Targeted Reduction of Antibiotic Resistance Via Mobilizable Genetic Payloads in Klebsiella Pneumoniae

Antibiotic resistance is a growing cause of mortality worldwide due to the emergence and proliferation of resistance genes in bacterial pathogens. One such pathogen is Klebsiella pneumoniae, a notorious carrier of many resistance genes harbored on numerous extrachromosomal elements. Most concerning is the increase in carbapenem-resistant strains, which has drastically reduced effective treatment options. Current treatments escalate antibiotic use but fail to address resistance genes themselves.
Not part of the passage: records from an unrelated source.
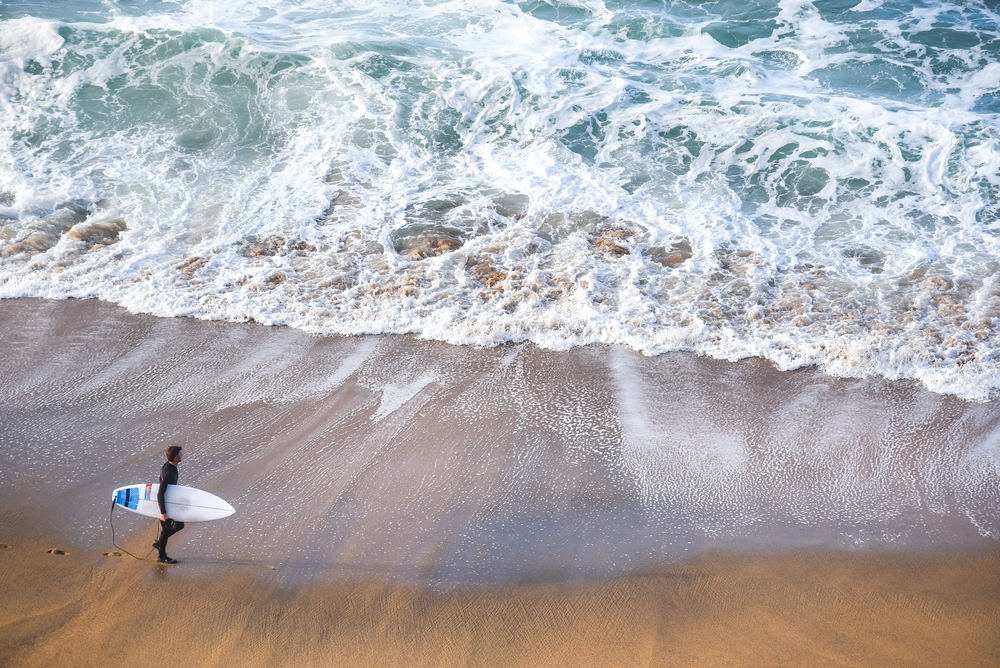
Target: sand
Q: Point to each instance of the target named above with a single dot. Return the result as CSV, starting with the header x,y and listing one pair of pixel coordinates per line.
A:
x,y
402,502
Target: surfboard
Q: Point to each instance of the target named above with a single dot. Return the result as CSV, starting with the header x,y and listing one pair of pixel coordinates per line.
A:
x,y
184,504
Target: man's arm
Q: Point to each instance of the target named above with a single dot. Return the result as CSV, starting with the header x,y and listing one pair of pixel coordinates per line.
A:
x,y
168,476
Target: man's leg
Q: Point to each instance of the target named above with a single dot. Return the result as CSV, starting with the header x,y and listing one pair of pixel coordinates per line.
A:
x,y
167,529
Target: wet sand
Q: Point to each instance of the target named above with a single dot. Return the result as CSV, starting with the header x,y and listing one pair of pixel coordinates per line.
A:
x,y
411,503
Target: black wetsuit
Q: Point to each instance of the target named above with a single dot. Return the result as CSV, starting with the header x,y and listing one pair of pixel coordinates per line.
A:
x,y
168,476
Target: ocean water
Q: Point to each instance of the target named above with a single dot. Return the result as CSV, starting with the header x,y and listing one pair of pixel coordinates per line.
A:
x,y
814,183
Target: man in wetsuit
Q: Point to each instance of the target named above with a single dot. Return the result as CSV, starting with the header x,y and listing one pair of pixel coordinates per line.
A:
x,y
168,527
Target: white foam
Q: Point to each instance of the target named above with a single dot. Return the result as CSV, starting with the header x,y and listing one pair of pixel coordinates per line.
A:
x,y
735,177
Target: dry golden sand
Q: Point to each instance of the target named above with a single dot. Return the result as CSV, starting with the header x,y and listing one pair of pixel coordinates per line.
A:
x,y
816,608
408,503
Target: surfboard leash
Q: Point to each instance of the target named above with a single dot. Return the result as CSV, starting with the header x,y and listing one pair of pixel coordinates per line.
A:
x,y
111,521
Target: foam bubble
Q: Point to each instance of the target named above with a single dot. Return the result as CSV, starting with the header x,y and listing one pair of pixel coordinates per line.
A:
x,y
810,184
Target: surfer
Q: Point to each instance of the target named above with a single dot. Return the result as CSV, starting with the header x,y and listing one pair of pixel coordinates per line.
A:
x,y
168,527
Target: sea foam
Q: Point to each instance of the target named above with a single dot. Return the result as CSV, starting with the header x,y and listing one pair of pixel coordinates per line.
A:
x,y
809,182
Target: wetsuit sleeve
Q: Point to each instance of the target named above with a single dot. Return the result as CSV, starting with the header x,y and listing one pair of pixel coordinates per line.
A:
x,y
168,476
161,496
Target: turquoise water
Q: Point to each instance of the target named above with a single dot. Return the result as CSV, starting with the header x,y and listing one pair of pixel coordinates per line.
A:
x,y
815,183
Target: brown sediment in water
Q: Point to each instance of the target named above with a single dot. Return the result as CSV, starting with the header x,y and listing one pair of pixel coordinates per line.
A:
x,y
402,502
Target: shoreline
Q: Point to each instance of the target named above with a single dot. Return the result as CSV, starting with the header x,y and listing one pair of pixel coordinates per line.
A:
x,y
402,502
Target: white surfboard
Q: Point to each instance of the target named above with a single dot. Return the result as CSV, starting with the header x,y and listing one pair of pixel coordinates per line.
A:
x,y
184,504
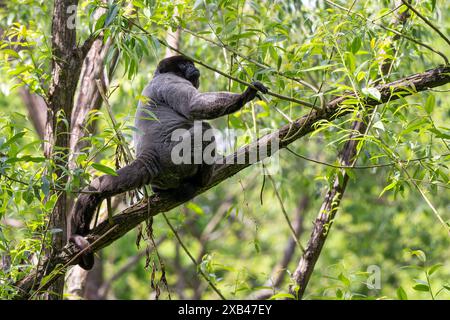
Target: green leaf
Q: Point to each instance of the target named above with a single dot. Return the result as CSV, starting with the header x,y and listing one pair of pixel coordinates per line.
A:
x,y
429,105
419,254
104,169
111,14
11,53
389,187
356,44
434,268
372,93
401,294
421,287
344,280
13,139
194,207
282,296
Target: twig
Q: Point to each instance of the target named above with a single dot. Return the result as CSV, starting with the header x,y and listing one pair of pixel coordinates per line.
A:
x,y
428,22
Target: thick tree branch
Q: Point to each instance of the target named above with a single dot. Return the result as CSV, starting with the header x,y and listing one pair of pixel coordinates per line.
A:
x,y
348,157
106,233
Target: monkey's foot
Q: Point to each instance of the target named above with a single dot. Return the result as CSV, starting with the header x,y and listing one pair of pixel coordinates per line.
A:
x,y
86,260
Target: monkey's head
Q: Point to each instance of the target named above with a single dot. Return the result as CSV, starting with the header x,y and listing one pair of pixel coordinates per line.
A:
x,y
182,67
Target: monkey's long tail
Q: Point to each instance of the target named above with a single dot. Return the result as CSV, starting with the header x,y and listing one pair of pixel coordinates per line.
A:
x,y
135,175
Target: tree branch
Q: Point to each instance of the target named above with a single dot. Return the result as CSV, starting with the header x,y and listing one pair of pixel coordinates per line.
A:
x,y
106,233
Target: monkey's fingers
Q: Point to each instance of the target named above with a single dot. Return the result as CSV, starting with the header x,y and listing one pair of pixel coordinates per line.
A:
x,y
258,85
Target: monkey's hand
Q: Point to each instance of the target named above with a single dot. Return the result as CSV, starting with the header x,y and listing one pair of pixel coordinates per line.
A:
x,y
84,210
251,92
258,85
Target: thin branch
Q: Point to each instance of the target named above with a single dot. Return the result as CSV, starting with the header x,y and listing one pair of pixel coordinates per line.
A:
x,y
381,165
428,22
186,250
391,30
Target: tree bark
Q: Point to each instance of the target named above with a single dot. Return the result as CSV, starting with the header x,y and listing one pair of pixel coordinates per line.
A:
x,y
106,232
66,67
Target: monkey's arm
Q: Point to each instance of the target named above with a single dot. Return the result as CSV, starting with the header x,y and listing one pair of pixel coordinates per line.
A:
x,y
213,105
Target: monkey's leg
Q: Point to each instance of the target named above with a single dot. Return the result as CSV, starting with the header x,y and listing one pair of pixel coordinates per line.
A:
x,y
133,176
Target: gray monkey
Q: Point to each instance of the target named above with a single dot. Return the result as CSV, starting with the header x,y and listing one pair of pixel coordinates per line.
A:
x,y
175,101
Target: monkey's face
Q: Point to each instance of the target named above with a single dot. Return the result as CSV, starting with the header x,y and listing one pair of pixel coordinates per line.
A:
x,y
182,67
191,73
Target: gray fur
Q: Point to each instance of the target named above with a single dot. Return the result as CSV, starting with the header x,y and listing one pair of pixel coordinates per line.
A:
x,y
176,103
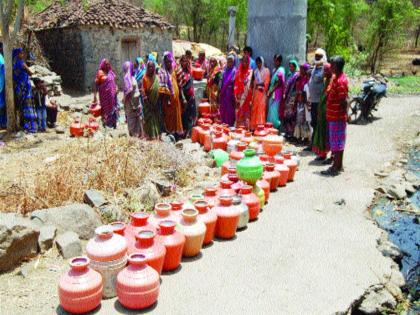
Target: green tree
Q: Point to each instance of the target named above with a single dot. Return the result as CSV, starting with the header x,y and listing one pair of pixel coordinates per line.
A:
x,y
388,20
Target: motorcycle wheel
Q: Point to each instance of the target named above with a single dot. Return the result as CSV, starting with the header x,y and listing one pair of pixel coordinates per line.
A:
x,y
354,112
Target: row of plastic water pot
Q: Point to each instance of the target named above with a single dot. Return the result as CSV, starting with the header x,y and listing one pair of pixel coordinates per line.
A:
x,y
151,244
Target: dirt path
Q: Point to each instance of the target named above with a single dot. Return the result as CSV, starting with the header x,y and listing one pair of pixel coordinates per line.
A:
x,y
305,255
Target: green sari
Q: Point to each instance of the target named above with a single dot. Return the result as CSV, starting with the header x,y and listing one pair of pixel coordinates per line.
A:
x,y
151,108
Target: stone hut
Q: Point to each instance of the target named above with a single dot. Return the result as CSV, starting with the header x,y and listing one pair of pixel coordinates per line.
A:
x,y
76,35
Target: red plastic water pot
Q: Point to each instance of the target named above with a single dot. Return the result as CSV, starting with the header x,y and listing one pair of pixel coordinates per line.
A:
x,y
80,289
227,218
252,201
138,284
174,243
208,217
151,248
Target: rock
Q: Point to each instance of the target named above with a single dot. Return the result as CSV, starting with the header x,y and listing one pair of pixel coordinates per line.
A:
x,y
143,198
111,213
65,107
396,192
69,244
46,237
94,198
170,174
18,240
377,301
79,218
164,186
203,171
60,130
409,189
389,249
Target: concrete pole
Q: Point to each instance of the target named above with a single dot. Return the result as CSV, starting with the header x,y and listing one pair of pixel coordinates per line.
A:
x,y
232,21
277,27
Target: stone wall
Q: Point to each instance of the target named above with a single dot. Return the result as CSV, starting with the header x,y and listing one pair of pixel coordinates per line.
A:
x,y
104,42
75,53
277,27
64,51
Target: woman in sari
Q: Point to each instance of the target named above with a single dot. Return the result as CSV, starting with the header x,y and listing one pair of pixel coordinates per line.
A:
x,y
169,93
106,85
302,128
289,112
131,101
259,101
3,113
213,80
186,86
151,108
243,92
227,96
320,144
275,92
23,91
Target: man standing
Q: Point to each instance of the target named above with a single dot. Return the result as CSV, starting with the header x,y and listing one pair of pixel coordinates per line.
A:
x,y
337,93
316,88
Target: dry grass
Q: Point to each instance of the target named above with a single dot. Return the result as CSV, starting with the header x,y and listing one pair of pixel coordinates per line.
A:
x,y
112,166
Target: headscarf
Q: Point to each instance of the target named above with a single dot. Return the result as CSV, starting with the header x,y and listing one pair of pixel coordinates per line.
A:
x,y
141,70
241,76
16,52
128,76
165,75
323,53
258,72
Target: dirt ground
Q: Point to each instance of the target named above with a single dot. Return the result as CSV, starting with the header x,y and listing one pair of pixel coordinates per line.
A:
x,y
278,258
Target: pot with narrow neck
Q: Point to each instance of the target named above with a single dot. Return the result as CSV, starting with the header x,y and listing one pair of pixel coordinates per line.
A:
x,y
194,232
138,284
151,248
174,243
227,218
251,200
208,217
80,288
107,252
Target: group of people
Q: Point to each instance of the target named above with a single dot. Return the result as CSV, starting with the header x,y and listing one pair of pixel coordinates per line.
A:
x,y
35,111
308,103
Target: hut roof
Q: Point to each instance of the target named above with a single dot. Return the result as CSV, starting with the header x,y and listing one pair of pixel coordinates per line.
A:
x,y
115,13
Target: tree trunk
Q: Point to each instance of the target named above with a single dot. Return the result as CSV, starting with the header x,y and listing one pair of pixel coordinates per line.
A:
x,y
8,69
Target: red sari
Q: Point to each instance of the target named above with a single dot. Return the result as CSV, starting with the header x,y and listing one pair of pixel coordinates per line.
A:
x,y
243,94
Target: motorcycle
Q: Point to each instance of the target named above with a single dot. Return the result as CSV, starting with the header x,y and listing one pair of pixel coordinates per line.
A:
x,y
362,105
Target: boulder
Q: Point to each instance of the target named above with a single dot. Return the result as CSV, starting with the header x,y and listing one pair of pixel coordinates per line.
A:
x,y
46,237
377,301
396,191
18,240
94,198
69,245
79,218
111,213
143,198
164,186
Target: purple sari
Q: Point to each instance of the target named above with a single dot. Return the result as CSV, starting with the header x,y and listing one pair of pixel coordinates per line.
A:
x,y
227,97
107,89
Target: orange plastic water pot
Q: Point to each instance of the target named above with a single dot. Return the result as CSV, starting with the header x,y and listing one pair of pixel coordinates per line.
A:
x,y
252,201
151,248
138,284
208,217
174,243
227,218
194,232
80,289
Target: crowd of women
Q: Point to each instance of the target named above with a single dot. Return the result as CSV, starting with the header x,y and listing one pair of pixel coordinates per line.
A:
x,y
35,111
241,92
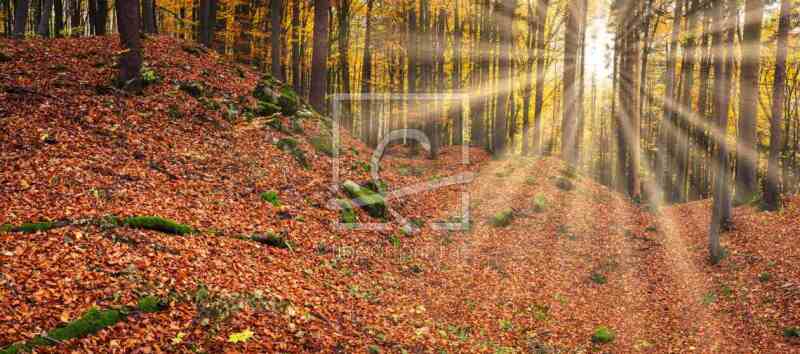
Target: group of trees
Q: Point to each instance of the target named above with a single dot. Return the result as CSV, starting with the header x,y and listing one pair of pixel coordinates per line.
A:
x,y
700,97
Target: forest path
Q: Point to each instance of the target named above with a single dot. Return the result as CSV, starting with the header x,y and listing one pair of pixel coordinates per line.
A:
x,y
551,277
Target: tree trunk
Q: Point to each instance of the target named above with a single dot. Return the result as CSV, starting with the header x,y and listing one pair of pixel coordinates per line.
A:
x,y
43,29
569,121
149,16
297,51
772,198
366,78
276,37
20,17
747,151
101,17
664,168
319,59
130,62
505,21
456,112
58,20
541,21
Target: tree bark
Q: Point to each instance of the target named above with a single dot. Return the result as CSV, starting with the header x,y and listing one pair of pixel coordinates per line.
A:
x,y
366,78
569,121
43,29
130,62
319,58
149,16
772,198
276,37
747,151
20,17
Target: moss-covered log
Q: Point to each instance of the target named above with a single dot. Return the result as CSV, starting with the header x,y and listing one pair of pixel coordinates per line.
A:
x,y
372,202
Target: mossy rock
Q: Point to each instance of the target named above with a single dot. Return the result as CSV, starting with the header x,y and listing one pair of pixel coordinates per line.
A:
x,y
272,239
267,108
791,332
91,322
157,224
291,146
373,203
193,88
380,186
539,203
565,184
30,228
603,334
503,218
347,214
271,197
323,144
288,101
150,304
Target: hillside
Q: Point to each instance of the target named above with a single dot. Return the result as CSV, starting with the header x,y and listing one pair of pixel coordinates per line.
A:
x,y
553,262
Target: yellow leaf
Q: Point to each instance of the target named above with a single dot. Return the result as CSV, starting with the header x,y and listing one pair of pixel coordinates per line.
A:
x,y
240,337
64,316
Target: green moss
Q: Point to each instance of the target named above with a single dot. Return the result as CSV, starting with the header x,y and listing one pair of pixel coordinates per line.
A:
x,y
291,146
323,144
272,239
603,334
149,304
503,218
598,278
267,108
91,322
29,228
368,200
565,184
192,88
288,101
271,197
539,203
347,214
157,224
791,332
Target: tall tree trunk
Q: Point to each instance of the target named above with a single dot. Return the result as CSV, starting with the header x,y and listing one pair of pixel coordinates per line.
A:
x,y
297,51
456,112
747,151
276,37
664,168
20,16
541,22
685,120
58,20
343,17
366,78
149,16
772,198
43,29
319,59
101,17
130,62
505,22
721,106
569,121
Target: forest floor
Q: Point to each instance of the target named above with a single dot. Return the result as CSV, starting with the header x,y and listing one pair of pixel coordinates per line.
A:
x,y
565,262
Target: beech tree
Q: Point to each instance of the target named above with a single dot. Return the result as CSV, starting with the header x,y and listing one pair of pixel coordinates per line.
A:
x,y
319,59
772,197
130,61
746,151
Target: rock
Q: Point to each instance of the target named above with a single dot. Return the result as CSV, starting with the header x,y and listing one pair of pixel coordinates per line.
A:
x,y
373,203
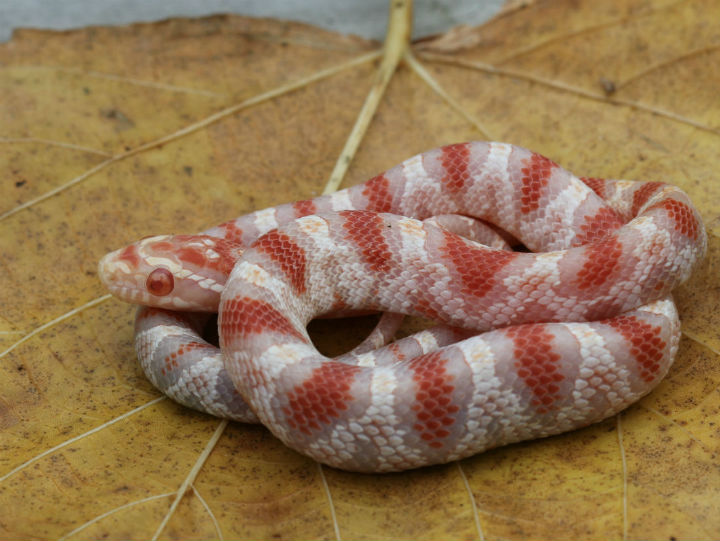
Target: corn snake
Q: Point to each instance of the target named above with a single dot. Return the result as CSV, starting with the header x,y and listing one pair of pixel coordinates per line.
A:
x,y
571,333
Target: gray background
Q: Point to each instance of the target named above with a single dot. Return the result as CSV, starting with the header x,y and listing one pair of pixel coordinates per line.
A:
x,y
366,18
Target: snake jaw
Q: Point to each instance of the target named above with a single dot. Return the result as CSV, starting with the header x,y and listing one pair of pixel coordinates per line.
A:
x,y
193,268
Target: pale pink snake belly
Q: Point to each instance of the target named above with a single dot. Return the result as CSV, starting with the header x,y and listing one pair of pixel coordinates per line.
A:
x,y
582,329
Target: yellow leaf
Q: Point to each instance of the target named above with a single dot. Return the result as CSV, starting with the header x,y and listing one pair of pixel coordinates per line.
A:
x,y
111,134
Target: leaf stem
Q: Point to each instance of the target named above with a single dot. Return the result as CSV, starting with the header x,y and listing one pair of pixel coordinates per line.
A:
x,y
397,41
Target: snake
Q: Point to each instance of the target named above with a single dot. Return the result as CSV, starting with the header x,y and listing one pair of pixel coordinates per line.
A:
x,y
568,331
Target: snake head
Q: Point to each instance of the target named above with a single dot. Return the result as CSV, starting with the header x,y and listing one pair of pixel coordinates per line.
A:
x,y
177,272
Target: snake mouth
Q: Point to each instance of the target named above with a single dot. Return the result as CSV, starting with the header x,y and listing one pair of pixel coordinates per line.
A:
x,y
117,276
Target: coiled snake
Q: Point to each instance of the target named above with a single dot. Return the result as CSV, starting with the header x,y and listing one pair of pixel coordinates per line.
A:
x,y
530,343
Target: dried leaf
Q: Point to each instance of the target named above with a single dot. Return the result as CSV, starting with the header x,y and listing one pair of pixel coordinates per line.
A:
x,y
110,134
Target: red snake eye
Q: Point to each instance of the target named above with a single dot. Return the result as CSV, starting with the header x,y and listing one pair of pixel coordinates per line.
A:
x,y
160,282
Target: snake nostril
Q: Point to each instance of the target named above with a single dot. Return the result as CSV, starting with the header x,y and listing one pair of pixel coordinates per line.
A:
x,y
160,282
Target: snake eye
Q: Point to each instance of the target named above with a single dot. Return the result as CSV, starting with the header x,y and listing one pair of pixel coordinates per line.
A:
x,y
160,282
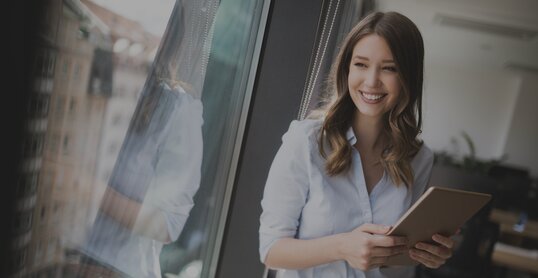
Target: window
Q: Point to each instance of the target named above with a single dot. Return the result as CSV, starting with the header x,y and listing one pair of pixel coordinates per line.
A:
x,y
189,89
34,145
65,145
39,106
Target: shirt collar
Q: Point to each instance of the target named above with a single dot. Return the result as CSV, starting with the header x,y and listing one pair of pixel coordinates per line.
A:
x,y
350,135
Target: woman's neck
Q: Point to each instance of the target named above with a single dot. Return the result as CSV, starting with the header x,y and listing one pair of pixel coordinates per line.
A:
x,y
368,131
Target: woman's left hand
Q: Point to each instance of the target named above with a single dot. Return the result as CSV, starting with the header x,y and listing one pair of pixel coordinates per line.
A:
x,y
433,255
To address this problem, we developed a plasmid-based therapy to enter K. pneumoniae cells and eliminate carbapenemase resistance genes directly. This therapy combines TP114, a self-transmissible plasmid with CRISPR-Associated Transposases (CASTs) for targeted DNA insertion into custom genomic loci, and I-C/Cas3 for targeted DNA cutting and bidirectional digestion. These tools together constitute a system that can effectively target and degrade extrachromosomal elements that harbor antibiotic resistance genes. Further, targeted insertion of I-C/Cas3 by CAST eliminates genomic copies of antibiotic resistance genes and prevents re-entry of resistance elements, thus preventing future acquisition of resistance. While eliminating target genes, this approach seeks to avoid killing all recipient cells of the broad-host TP114 plasmid, aiming to reduce further dysbiosis caused by off-target cutting events. This novel therapy class offers the unprecedented chance to selectively reduce antibiotic resistance of constituents within a bacterial community by physical removal of putative resistance genes. Future work will test various combinations of these elements to achieve the optimal resistance clearance payload.